Latest records show the assistant director who requested a review of disciplinary patterns at the FBI - which found hundreds of senior officials voluntarily retired or resigned to evade accountability for sexual misconduct allegations - left the FBI while he, himself, was under investigation.

"Apparently, one of the reasons DOJ and its component agencies can't straighten out their problems of workplace harassment is that the fox is guarding the hen house," Grassley wrote. "The supreme irony of [then-Executive Assistant Director of the Human Resources Branch, Jeffrey] Sallet requesting the [Office of Disciplinary Appeals] review of senior officials retiring or resigning to avoid disciplinary action is that 'Sallet left the FBI and federal service while this investigation was ongoing.'"

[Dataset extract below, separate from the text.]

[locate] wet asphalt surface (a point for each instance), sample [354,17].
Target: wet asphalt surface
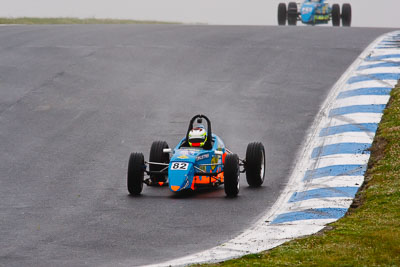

FBI Moves Agents off Child Sex Abuse Cases, onto January 6 Cases:

Per protected whistleblower disclosures, the FBI has reassigned personnel from high-volume child exploitation cases to January 6 cases. Grassley notes FBI's failure to dedicate adequate resources to child sex abuse cases is a decades-old problem politicization at the bureau is exacerbating. One reassigned whistleblower said they sat "essentially idle for eight to nine months" on January 6 cases while child sex abuse cases piled up. An Assistant Special Agent in Charge reportedly told that whistleblower, "Child sexual abuse material investigations were no longer an FBI priority […]."

"One thing is certain," Grassley wrote, "The FBI will not be able to remedy its many failings in this area if it treats sexual abuse against children as a non-priority."

Background:

DOJ Office of the Inspector General (OIG) and Congress have long pushed FBI to address sexual harassment across the bureau. In 2021, DOJ OIG issued the FBI two recommendations on its demonstrated failures to hold employees responsible for wrongdoing after they separate from the agency, particularly when they do so while under investigation. As of today, approximately three years later, the FBI has not closed either of those recommendations.